So, this is another Audible book that my sister bought that I get to enjoy. Thankfully she bought all three, so I get to listen to them all! This is book one.
The premise of this this book was totally new and refreshing to me. The closest parallel I can make is to the Netflix show “Only Murders in the Building.” It’s kind of a loose parallel though. Anyway, we get pulled in immediately as Elizabeth, an octogenarian asks her friend Joyce, a former nurse how long it would take for a woman to bleed out after a stabbing. The nonchalant way she asks her though sets the tone for the book.

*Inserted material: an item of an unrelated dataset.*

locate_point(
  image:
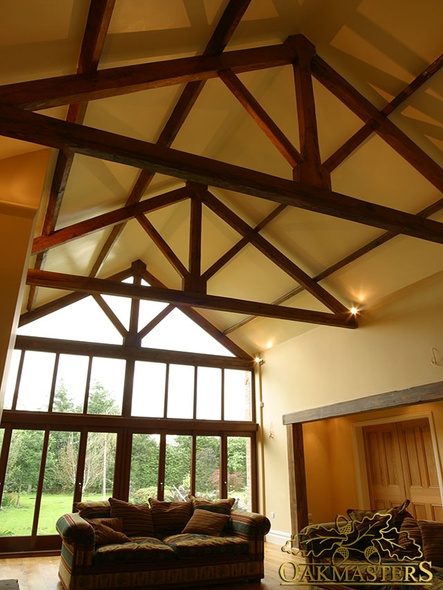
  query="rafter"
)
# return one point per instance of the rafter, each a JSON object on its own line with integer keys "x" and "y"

We eventually meet the Thursday Murder Club, so aptly named because on Thursdays, they meet in the “jigsaw puzzle room” at their senior apartment complex to talk about unsolved murders. Holy crap I love these people. They’re each fully fleshed out characters with their own motives, interests, and personality quirks.
First are the four club members, who are all pushing eighty… Elizabeth is a former spy with a husband who’s starting the slippery slope into dementia. She’s terrified of losing him. She also has a friend in the senior nursing home nearby. She was a former member of the Thursday Murder Club, and a former cop. She’s in a coma (basically) for the entire book, but she even has a fleshed-out personality! Joyce is a boy-crazy (old man crazy?), kind-hearted baker with a secret stiff spine that comes out sometimes when she needs to be tough. Ron is a former union rabble-rouser with a boxer son. He’s a little prickly, but still loveable. Ibrahim is a former psychologist and is always thinking. He can kind of get into the motives of people because of all his experience.
Then there’s the cops – Donna and Chris. I love them both too, and we see them grow throughout the book. I love how the four seniors have everyone (especially these two) wrapped around their fingers. They get so much information from the cops that they’re super not supposed to have.
This is one of those books that shifts characters every few chapters. Normally that annoys me, because just as you’re getting into something, they switch. I’ve literally never read a book where I wasn’t annoyed that we were switching characters. This annoyance did not happen once in this book. I wanted to know what EVERYONE was doing at every moment. When we moved onto another character, even if it was a cliffhanger from the previous one, I was elated. I can’t recommend this book enough, please read it!